Рыбачки уже собрались покрыть Саньку второй порцией мата, но увидели за его спиной капитана и сдержались.
С грохотом цепей в клюзах и брызгами носовые якоря ушли в воду. Когда всё стихло, Ароныч крикнул:
- Ребята, приглашаю  вас завтра на ужин, а сейчас идём спать, - и закрыл иллюминатор.
Ароныч приобнял стармеха за плечи, и поманил за собой Сашку. И троица героев дня скрылась в его каюте. Запасы «шила» у Мастера ещё не иссякли.
Спустившись на свою палубу, я шёл по коридору и случайно услышал из-за приоткрытой двери в каюту мотористов обрывки разговора:
- …вот если, не дай Бог, будут переводить в другой экипаж, не пойду, лучше уволюсь. С этим я знаю, что всегда вернусь домой.
Подумалось: «Вот она высшая награда для любого капитана, ценнее любой побрякушки на груди». Только не все на неё могут рассчитывать.
Заканчивался ещё один день перегона. Уже ворочаясь в кровати, прокручивал в памяти всё, что произошло, как орали, влетая чёрте куда.
И вдруг всплыл в памяти эпизод из детства.

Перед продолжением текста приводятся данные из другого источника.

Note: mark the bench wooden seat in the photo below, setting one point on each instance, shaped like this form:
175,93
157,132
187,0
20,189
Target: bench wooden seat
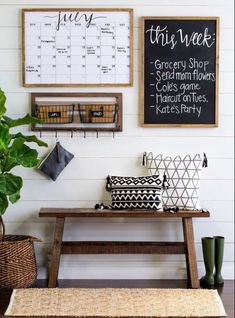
186,247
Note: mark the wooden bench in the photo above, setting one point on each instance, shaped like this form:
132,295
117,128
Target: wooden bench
186,247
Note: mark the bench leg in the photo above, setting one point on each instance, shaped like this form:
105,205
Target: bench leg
55,260
190,252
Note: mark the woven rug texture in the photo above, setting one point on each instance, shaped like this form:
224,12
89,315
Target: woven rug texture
115,302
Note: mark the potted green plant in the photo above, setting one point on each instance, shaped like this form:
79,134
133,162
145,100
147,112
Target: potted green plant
17,258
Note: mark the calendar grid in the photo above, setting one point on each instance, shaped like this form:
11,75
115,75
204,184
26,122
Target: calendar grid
77,53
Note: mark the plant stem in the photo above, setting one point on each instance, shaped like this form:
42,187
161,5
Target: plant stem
2,226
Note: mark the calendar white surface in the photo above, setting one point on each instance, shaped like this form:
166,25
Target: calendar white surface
77,47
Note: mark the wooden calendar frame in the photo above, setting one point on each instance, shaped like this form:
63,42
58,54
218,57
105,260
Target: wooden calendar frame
78,10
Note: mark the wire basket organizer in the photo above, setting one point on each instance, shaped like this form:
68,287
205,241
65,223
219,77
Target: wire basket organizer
93,112
55,114
97,113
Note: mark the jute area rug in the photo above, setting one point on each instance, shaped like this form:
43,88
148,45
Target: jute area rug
115,302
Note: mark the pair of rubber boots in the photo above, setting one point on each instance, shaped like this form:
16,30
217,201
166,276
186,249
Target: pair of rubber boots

Мой отец, прошедший войну от Москвы до Будапешта, никогда не смотрел фильмы про войну ни в кинотеатрах, ни по телевизору. В тот вечер он сидел с газетой на кухне. Посмотрев в комнате очередной военный фильм, мы с мамой тоже пришли на кухню, и она спросила отца:
- Жень, вот ты воевал, скажи, это действительно так было, когда поднимались в атаку, то многие кричали – «Ура» и прочее, что сейчас показывают?
Отец посмотрел на мать поверх газеты и тихо сказал:
- Да, кричали, но не все, мало кто кричал такое.
- А что же кричали?
- Мат стоял, Шур, страшный мат. С ним и драться веселей, и подыхать не так тошно. Вот сейчас говорят, пишут: маршалы, техника и прочее. А я бы расставил всё так: наш Ванька-пехотинец с трёхлинейкой наперевес – на первом месте, а на втором – русский мат. Мы с ним всю войну выиграли.
Вот теперь и мне пришлось испытать правоту слов отца. И ведь действительно – было легче. Не так страшно.